In the longer-term, net overseas migration will recover but will not reach the extraordinary levels forecast in the 2019 Budget. On my calculations, net overseas migration is unlikely to reach much above 175,000 per annum. That is around 100,000 per annum less than forecast in the 2019 Budget.
Combined with declining fertility, which at last the Treasury has been prepared to reluctantly acknowledge, that means Australia’s population will age much more rapidly than the assumptions in the 2019 Budget would have delivered. The population assumptions in the 2019 Budget were amongst the dodgiest I have ever seen as I wrote in this April 2019 article in the Sydney Morning Herald.

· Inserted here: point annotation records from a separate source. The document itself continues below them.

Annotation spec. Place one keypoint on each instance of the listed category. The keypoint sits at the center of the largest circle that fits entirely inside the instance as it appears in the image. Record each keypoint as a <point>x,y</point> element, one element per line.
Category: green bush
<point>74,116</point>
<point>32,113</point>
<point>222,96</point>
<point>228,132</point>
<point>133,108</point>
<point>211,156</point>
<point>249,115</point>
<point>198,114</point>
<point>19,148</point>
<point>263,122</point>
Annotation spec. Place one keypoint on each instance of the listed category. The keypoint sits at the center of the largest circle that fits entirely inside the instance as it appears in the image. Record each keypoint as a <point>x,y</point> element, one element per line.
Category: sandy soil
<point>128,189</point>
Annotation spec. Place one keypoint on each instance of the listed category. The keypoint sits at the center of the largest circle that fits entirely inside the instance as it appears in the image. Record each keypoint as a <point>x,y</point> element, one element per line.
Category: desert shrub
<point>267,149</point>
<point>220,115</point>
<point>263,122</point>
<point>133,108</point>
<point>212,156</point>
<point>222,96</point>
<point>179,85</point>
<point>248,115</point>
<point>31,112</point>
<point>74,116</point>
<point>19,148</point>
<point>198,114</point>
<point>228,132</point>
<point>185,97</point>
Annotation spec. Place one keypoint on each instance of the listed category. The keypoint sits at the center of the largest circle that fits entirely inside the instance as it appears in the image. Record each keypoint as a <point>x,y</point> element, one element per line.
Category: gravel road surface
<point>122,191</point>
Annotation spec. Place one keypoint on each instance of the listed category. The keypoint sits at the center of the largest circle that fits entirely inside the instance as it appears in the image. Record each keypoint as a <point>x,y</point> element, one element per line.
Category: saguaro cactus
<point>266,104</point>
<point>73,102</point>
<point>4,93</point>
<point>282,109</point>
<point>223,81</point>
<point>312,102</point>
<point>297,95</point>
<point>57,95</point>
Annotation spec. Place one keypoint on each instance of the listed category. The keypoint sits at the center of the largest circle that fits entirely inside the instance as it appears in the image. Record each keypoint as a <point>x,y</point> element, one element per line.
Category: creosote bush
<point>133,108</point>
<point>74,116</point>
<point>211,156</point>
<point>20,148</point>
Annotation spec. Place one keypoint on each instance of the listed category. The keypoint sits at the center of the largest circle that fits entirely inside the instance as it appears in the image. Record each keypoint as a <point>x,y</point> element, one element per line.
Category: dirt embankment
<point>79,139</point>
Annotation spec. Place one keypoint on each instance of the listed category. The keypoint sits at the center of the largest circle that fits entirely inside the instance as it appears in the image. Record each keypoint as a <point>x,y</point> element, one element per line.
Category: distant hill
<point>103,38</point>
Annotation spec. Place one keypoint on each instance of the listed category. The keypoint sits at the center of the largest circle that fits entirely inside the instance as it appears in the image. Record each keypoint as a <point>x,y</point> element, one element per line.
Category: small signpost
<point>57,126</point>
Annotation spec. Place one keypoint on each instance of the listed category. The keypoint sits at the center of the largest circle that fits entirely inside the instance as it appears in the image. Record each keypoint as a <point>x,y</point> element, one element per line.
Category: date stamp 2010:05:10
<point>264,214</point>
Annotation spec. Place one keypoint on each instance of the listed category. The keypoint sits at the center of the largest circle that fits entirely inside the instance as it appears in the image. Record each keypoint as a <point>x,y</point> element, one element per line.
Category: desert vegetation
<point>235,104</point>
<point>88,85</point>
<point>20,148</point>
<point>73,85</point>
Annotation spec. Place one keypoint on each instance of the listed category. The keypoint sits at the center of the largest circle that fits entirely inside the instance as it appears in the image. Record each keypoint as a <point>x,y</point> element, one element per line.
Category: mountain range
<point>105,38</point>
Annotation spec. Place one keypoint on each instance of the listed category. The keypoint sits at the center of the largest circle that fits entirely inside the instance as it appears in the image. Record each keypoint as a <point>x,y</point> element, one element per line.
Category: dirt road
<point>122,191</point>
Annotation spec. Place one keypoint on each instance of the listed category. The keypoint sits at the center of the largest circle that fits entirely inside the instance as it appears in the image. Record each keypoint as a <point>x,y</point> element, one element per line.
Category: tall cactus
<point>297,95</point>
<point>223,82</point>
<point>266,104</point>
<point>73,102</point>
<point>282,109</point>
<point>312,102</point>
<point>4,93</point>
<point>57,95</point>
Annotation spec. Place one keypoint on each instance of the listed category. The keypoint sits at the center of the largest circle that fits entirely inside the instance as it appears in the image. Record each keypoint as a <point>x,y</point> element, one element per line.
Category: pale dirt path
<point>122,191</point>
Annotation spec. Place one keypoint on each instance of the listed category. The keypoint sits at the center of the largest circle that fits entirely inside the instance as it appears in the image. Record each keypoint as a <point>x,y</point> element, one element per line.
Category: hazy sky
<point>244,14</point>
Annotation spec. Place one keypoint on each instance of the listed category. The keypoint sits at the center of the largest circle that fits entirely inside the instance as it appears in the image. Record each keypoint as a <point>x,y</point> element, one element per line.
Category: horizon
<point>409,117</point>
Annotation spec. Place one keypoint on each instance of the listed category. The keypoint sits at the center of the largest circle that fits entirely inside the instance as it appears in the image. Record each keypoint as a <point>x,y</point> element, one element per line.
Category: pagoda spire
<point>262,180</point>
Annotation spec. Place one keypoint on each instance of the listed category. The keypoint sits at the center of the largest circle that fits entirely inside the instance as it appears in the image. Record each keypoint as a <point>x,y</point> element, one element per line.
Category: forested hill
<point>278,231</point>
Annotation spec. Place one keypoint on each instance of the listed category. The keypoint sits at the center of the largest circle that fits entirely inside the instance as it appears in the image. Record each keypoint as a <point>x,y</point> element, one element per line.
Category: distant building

As the experience of Japan shows, more rapid population ageing has long-term economic and budget costs which suggest talk of ‘repaying government debt’ is just a fantasy as is the Prime Minister’s aspiration of annual real economic growth of 3.75 percent.
References in The Australian and in the Australian Financial Review to Australia ‘going for growth’ to repay government debt as we did after WW11 studiously avoids the fact population growth in the 1950s averaged 2.4 percent per annum and in the 1960s averaged 1.9 percent per annum.
We are never again going to experience those rates of population growth.